In matters relating to cosmology and life in the Universe ideas from Buddhist as well as earlier Vedic traditions have run contrary to the canonical Western world-view. For instance, in the cosmology described in the Anguttara Nikaya (a Buddhist text dated at around the 1st century BCE) it is stated thus:
“As far as these suns and moons revolve, shedding their light in space, so far extends the thousand-fold world system. In it there are a thousand suns, a thousand moons, a thousand inhabited Earths and a thousand heavenly bodies. This is called the thousand-fold minor world system….”
It then goes on to define a hierarchy of world systems, referring to the entire universe as “this sphere of million, million world systems”. Similar views do not dominate scientific thinking in Europe until after the Copernican revolution in the 17th century of the common era. Today, with the recent discoveries of exoplanets in the past decade, the total number of exoplanetary systems in our Milky Way galaxy alone is estimated to exceed 100 billion.
As far back as the first millennium BCE a school of atomism similar to that of Democritus was founded in India, the most important proponent of this school being a philosopher named Kanada (600 BCE). The idea was that atoms are point-sized, indivisible and eternal, each possessing a distinct property and individuality. These concepts were developed further by a burgeoning Buddhist school of atomism that flourished in the 7th century CE.

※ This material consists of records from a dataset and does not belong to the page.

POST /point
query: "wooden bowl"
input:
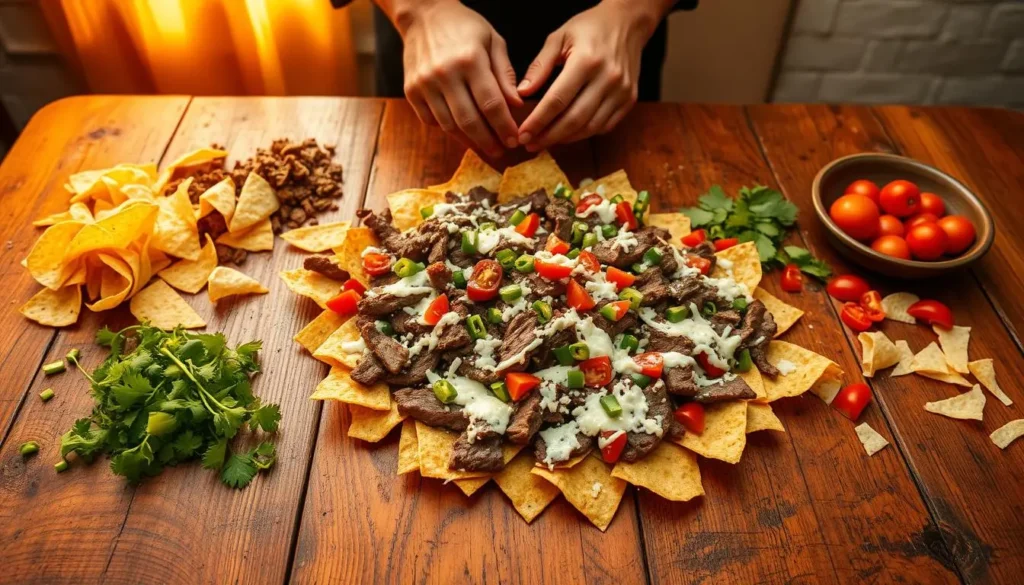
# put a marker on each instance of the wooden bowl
(833, 179)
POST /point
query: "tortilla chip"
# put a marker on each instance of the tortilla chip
(878, 352)
(969, 406)
(761, 417)
(164, 307)
(809, 367)
(670, 471)
(317, 238)
(528, 493)
(472, 172)
(745, 267)
(1008, 433)
(896, 304)
(311, 285)
(406, 206)
(590, 488)
(190, 276)
(54, 308)
(870, 439)
(228, 282)
(257, 202)
(259, 238)
(339, 385)
(373, 425)
(984, 370)
(318, 330)
(954, 342)
(524, 178)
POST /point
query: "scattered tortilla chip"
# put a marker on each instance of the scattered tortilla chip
(785, 316)
(984, 370)
(528, 493)
(725, 432)
(164, 307)
(339, 385)
(311, 285)
(670, 471)
(590, 488)
(257, 202)
(373, 425)
(54, 308)
(1008, 433)
(317, 238)
(228, 282)
(969, 406)
(896, 304)
(524, 178)
(954, 342)
(190, 276)
(870, 439)
(877, 352)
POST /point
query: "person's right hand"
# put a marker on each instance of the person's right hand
(458, 74)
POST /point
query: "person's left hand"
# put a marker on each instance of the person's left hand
(600, 49)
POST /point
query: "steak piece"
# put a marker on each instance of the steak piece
(422, 405)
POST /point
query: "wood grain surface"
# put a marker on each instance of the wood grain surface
(941, 505)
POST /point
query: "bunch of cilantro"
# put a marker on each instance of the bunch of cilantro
(163, 398)
(761, 215)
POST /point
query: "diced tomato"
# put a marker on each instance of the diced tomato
(852, 400)
(855, 317)
(621, 278)
(650, 364)
(528, 225)
(625, 215)
(345, 302)
(793, 281)
(436, 309)
(690, 415)
(376, 264)
(578, 297)
(596, 371)
(693, 238)
(484, 282)
(613, 449)
(519, 383)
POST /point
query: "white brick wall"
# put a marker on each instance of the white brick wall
(905, 51)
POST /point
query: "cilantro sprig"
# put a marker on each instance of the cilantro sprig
(165, 398)
(761, 215)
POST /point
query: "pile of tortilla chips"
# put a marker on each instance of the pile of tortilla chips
(589, 484)
(120, 231)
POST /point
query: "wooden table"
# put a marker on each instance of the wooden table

Aryabhata (476-550CE) was perhaps the first Indian astronomer in the modern mould who discovered an approximation of pi to six significant figures and also correctly maintained that the planets and the Moon shine by reflected sunlight. He also correctly inferred from observations that the daily motion of the stars in the celestial sphere is due to Earth’s rotation about its axis.
From both archaeological and later historical evidence there is no doubt that high levels of advancement in science and technology had been achieved in India long before Aryabhata going back to at least the second millennium before the common era. Vedic Sanskrit texts dated at the 8th century BCE refer to Pythagorean triples (eg. (3,4,5 (5,12,13), (8,15,17)) and display a knowledge of Pythagoras theorem. One of the earliest Indian astronomical texts (Vedānga Jyotiṣa) dates from 1400–1200 BCE, with the currently extant form dating possibly from 700–600 BCE. This latter timespan also corresponds to the dating of the most ancient known “university” in the world, Takshashila in India, which was a centre first of Hindu and later Buddhist scholarship.
Ayurveda and plant-based pharmaceuticals
Developments in the field of ayurvedic plant-based medicine, and including reports of surgical interventions, have been recorded in a variety of sources from the earliest times. In one of the Ashokan pillars (272-231BCE), to which I have already referred, an edict reads: “Everywhere King Piyadasi (Ashoka) erected two kinds of hospitals, hospitals for people and hospitals for animals. Where there were no healing herbs for people and animals, he ordered that they be bought and planted.” There also exist many thousands of ayurvedic texts both in India and Sri Lanka with extensive lists of medicinal herbs and their alleged benefits for curing various ailments. The result of four centuries of colonial rule has unfortunately been to relegate this vast legacy to the “archive of curiosity”.
The few ayurvedic physicians who now practice in India and Sri Lanka still rely on time-hallowed anecdotal accounts of the efficacy of their plant-based medicines. The correct procedure will be for western science to fully explore these claims with chemical analysis and trials, but this has not yet been done. It should be recalled in this context that many drugs currently used in western medicine are indeed derived from plants – aspirin, quinine, digitalis, morphine, codeine – are just a few. It is hard to imagine the medical legacy that would follow from a complete investigation of the thousands of claimed herbal remedies that still remain unexamined.
Transition from ancient to modern science
I have already mentioned the knowledge of land surveying technologies and irrigation schemes that was evident in the Indus valley civilizations of Mohenjo-Daro and Harappa; and these and other technological developments have also been found elsewhere in India and in neighbouring Sri Lanka throughout the period from the beginning of the common era until the time of the arrival of the British in 1600CE.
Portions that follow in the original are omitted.